Having power of two (POT) lengths allows you to make many optimizations because computers are based on POT hardware. When you have non power of two (NPOT) textures you lose those optimizations.
If you go back a few years all the major graphics engines required textures to have a POT length on each edge. So a texture could be 64x2048, or 256x256, or any other size as long as both edges were a POT length. One of the many reasons for this is generating mip-maps; it is easy to generate an image that is half as big, and another image that is half as big, and another image that is half as big, as small as needed.
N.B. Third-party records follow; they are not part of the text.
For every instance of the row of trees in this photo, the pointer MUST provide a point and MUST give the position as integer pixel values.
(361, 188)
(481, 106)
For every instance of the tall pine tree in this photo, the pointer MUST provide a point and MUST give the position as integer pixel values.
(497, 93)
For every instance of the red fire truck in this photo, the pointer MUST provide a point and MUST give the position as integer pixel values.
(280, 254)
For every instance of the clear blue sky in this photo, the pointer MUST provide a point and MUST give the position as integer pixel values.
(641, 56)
Another is some of the nice mathematical properties involved, such that you can always double the dimensions and store all the lower resolutions in that space, and that if you use any convolution kernels on the image it is guaranteed to work at every detail level. There are filters built in to the major graphics APIs, and they are usually box filters, using a 4x4 box filter works wonderful on POT images, but produce edge effects if the image is not a proper multiple(some NPOT sizes can still be proper multiples of the filter, but it is no longer guaranteed in all NPOT cases). Texture coordinate calculations and texture wrapping modes (floor/ceiling) mathematics is much simpler and can be done with bit shifts rather than multiplication and division. Another is that you can guarantee memory alignment. Etc., etc., etc.
For almost ten years now, newer graphics libraries require that implementations support NPOT textures.
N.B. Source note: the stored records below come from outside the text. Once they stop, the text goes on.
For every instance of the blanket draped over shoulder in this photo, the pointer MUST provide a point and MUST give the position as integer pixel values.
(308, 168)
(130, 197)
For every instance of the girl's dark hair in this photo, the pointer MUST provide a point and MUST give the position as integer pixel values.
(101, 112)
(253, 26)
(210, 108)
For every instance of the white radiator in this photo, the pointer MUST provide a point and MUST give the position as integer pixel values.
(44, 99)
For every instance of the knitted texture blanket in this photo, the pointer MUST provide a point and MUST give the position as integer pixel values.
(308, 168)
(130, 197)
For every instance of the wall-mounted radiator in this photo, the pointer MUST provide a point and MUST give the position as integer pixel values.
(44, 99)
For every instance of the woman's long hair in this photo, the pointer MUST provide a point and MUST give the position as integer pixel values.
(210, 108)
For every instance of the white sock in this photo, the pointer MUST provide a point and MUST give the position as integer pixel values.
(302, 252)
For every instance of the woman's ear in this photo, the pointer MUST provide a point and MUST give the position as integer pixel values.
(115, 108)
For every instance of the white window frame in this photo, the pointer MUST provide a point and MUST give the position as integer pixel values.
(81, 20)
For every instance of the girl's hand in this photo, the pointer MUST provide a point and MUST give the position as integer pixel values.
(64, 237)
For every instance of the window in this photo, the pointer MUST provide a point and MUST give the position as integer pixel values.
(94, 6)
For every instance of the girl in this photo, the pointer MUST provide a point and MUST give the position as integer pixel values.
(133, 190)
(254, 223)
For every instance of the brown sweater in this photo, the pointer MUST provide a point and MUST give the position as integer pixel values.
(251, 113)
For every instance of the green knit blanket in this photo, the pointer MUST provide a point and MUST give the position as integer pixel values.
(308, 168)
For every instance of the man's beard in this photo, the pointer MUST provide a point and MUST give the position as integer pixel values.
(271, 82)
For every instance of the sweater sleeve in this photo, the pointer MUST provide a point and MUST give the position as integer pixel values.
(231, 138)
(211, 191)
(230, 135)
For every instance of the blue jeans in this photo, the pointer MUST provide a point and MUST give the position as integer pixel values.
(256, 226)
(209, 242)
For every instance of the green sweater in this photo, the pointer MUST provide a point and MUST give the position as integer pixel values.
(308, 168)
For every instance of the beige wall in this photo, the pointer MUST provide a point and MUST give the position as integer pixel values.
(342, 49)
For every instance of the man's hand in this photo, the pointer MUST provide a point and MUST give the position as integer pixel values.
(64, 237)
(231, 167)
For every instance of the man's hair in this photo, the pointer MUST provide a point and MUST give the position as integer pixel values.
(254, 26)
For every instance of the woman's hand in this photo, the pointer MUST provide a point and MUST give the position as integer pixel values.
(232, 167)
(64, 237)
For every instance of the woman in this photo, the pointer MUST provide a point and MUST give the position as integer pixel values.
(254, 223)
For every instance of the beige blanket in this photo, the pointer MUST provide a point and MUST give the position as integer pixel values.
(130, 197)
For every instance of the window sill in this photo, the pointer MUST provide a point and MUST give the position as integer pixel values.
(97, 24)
Having NPOT has many indirect effects. Some of these include mipmap generation handling edges differently, texture compression may require encoding of blank space, wrapping and border functionality gets more complex, LOD filtering gets more complex, and there is a loss of compatibility with various algorithms that are optimized for POT sizes.
But getting back to your point, it is going to do with your specific algorithm and your specific implementation details in your code.
You would need to share a lot more details. If you are allowing the video card to do everything and you have a small number of sprites, the video card can easily handle a few hundred sprites, even a 4000-pixel wide background sprite is easy for the card. If instead you are running everything on the CPU then you could easily be trashing your CPU cache with your graphics data, or consuming all your memory bandwidth by moving images back and forth into memory, or having memory access patterns that are cache unfriendly.